By Dr Upasana Palo, Consultant Gynecologic Oncologist and Robotic surgeon, Narayana RN Tagore Hospital, Mukundapur
Ovarian cancer continues to rank among the most lethal gynecologic malignancies worldwide, primarily because it is often diagnosed at an advanced stage and has a high tendency to recur despite aggressive treatment. For decades, outcomes for advanced ovarian cancer were discouraging, with limited options to effectively control disease spread within the abdominal cavity. Today, however, a specialised and scientifically advanced therapy—Hyperthermic Intraperitoneal Chemotherapy (HIPEC)—is redefining treatment possibilities and offering renewed hope to patients.
One of the defining challenges of ovarian cancer is its propensity to spread across the peritoneum, the thin lining of the abdominal cavity. While conventional management has relied on extensive surgery followed by systemic chemotherapy, microscopic cancer deposits frequently remain hidden, making complete disease eradication difficult. HIPEC directly addresses this challenge through an innovative and targeted approach.
Following cytoreductive surgery, in which all visible tumours are meticulously removed, heated chemotherapy is circulated throughout the abdominal cavity for approximately 90 minutes. The elevated temperature enhances the penetration of chemotherapy drugs into residual cancer cells while simultaneously impairing their ability to repair DNA damage, thereby significantly increasing the treatment’s effectiveness.

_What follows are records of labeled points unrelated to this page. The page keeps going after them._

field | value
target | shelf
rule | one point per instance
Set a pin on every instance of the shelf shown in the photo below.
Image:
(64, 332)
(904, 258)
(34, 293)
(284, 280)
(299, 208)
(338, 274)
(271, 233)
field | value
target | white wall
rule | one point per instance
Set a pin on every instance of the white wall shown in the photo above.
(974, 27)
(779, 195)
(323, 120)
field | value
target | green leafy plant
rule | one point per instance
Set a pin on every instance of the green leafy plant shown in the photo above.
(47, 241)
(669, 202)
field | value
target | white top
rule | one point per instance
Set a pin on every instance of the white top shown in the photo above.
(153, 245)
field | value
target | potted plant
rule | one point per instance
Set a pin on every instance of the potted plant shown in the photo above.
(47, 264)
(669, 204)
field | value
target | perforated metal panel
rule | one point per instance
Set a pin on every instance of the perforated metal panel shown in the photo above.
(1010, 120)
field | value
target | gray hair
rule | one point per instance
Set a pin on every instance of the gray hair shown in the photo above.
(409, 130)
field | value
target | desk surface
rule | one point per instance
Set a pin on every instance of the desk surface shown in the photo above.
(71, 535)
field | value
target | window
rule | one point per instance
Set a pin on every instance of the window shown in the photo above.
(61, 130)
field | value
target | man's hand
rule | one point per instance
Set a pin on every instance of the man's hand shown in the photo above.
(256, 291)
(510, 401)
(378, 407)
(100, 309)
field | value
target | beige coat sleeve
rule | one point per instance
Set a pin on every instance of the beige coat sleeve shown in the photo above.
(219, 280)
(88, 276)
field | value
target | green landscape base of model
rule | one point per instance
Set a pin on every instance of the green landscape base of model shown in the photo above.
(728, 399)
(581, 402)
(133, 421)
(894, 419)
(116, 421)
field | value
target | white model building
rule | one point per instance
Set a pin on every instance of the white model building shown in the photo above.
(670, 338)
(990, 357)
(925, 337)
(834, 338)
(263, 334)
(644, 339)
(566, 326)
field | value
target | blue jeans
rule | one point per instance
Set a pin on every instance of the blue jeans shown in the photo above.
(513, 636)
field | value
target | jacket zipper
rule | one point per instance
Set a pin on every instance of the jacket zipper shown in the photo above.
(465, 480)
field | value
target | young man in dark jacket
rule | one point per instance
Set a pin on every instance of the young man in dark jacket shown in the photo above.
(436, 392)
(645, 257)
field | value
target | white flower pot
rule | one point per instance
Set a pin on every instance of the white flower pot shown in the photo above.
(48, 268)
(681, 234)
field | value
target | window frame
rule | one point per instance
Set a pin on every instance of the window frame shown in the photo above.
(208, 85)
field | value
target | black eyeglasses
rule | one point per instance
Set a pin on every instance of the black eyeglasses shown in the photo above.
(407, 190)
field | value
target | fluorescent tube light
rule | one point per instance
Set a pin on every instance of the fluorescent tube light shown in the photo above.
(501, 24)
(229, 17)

Why HIPEC Is a Game Changer
Unlike traditional intravenous chemotherapy, which circulates throughout the body and can cause widespread side effects, HIPEC delivers high concentrations of cancer-fighting drugs directly to the site most vulnerable to disease spread. This localised delivery limits systemic toxicity while maximising impact on microscopic residual disease.
Clinical studies have demonstrated that incorporating HIPEC into treatment—particularly after initial chemotherapy and during interval debulking surgery—can lead to improved survival outcomes and longer disease-free intervals. Long-term follow-up data from select studies suggest that patients undergoing HIPEC show better outcomes even five to ten years after treatment compared to surgery alone.
Patient Selection and Recovery
HIPEC is not suitable for every patient. Careful selection is essential and depends on multiple factors, including cancer stage, tumour distribution, overall health status, and the feasibility of achieving complete or near-complete tumour removal. For eligible patients, the procedure involves major surgery, with hospital stays typically ranging from one to two weeks and recovery extending over several weeks to months.
As with any advanced surgical intervention, HIPEC carries potential risks, including fatigue, nausea, infections, and, in rare cases, organ dysfunction. These risks underscore the importance of experienced surgical teams and comprehensive postoperative care.
A Significant Step Forward
While HIPEC is not a universal solution, it represents a major advancement in the management of advanced ovarian cancer for carefully selected patients. By combining surgical precision, targeted chemotherapy delivery, and the biological advantages of heat-enhanced drug action, HIPEC is helping transform ovarian cancer from a relentless adversary into a more manageable disease.
In an era where innovation is rapidly reshaping cancer care, HIPEC stands out as a powerful example of how science and clinical expertise can converge—bringing renewed optimism and literally turning up the heat in the fight against one of the most challenging cancers in women’s health.